Die Supermächte des Kalten Krieges boykottierten 1980 und 1984 gegenseitig die Spiele im Land des Gegners. Die USA weigerten sich, 1980 Sportler nach Moskau zu schicken. Grund war die sowjetische Invasion in Afghanistan. Erst die Bundesrepublik und vier Jahre später die DDR hingen mit drin.

Waldemar Cierpinski: Olympia-Boykott der DDR 1984 beendet seine Karriere

Für Cierpinski, der 1976 und 1980 Marathon-Gold erobert hatte, brach ebenfalls in einem Mai eine Welt zusammen. „Manfred Ewald (DDR-Sportchef Anm. d. Red.) ist damals nach Kienbaum ins Trainingslager gekommen und hat vor allen Sportlern den Boykott verkündet. Ich bin - als Kapitän der Marathonläufer - als Einziger aufgestanden und habe gesagt: Herr Ewald, ich habe mich im Training mit über 40.000 Kilometern auf Los Angeles vorbereitet, und ich werde keinesfalls an irgendeinem Ersatzwettkampf teilnehmen“, sagt er.
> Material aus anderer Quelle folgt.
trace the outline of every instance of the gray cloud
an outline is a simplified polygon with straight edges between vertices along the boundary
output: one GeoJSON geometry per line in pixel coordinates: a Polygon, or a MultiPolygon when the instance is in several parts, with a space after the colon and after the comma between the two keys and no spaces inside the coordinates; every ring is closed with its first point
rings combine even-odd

Cierpinskis Karriere war damit praktisch beendet. 1988 in Seoul wäre er schon 38 Jahre alt gewesen.

Auch für Marita Koch, bis heute Weltrekordlerin über 400 Meter, platzte der Traum abrupt. Bei der WM 1983 in Helsinki war die Rostockerin mit dreimal Gold und einmal Silber noch die erfolgreichste Athletin. Dann kam der Schock.
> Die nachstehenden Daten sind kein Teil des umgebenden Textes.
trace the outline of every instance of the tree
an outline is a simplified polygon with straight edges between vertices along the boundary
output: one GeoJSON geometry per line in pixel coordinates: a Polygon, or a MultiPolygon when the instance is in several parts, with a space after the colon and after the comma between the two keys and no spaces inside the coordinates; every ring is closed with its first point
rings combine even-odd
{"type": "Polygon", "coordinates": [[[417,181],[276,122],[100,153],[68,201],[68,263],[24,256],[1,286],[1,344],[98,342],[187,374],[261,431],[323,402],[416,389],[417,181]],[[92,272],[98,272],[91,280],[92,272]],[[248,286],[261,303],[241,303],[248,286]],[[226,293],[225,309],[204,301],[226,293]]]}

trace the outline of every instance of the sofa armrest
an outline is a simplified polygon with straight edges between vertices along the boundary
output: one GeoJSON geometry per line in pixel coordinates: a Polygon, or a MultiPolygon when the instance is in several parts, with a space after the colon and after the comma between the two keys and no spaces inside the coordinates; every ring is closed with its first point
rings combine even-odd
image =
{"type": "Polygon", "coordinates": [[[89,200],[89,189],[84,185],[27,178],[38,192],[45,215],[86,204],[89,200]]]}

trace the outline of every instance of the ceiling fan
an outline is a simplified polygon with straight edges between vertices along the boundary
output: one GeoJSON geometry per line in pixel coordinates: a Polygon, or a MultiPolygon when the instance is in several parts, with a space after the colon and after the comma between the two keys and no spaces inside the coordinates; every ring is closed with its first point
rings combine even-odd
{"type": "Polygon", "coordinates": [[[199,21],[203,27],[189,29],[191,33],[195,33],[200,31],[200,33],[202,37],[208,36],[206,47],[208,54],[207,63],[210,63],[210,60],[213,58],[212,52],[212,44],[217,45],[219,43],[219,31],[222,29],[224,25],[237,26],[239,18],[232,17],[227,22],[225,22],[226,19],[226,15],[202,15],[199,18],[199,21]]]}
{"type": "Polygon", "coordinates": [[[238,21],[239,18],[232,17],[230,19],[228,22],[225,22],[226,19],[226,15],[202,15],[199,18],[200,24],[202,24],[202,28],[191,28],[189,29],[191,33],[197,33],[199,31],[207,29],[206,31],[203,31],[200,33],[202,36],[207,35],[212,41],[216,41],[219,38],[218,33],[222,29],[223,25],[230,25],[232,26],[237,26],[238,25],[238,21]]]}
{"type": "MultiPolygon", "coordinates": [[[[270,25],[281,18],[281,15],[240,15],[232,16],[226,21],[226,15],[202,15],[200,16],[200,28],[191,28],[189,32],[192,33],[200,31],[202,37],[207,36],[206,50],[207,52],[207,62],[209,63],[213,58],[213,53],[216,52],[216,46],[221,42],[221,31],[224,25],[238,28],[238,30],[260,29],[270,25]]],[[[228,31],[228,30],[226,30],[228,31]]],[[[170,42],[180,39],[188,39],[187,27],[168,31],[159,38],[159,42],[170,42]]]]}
„Nach der tollen WM 1983 sollte 1984 eigentlich unser Jahr werden - das war dann nix: puff, peng und weg“, sagt die heute 63-Jährige. „Mit einem Schlag war die Motivation weg, alles, wofür man vier Jahre lang gerackert hat.“ Das werde den Athleten jetzt nicht anders gehen. Koch: „Nur heute kann man niemandem die Schuld geben.“

Heike Drechsler holte noch zwei Mal Gold für Deutschland

Im Gegensatz zur Cierpinski bedeutete für Heike Drechsler der Boykott nicht das Ende. Sie sagte sich 1984: „Ich bin noch jung, ich habe die Zukunft vor mir. Aber vier Jahre warten - das war damals trotzdem fürchterlich.“ Die Thüringerin war damals schon mit 18 Weltmeisterin - unter ihrem Mädchennamen Daute. Sie ahnte nicht, dass sie 1992 und 2000 für das geeinte Deutschland Olympia-Gold holen würde.

Heute tut ihr Malaika Mihambo leid, die nach ihrem WM-Triumph 2019 in der Sandgrube von Doha Weltmeisterin wurde - und als Titelfavoritin für Tokio galt. Ob nämlich die Form bis 2021 so konservierbar ist, das muss sich erst noch zeigen. (dpa)

Marathon-Legende Waldemar Cierpinski 2018 in Halle.
Marathon-Legende Waldemar Cierpinski 2018 in Halle.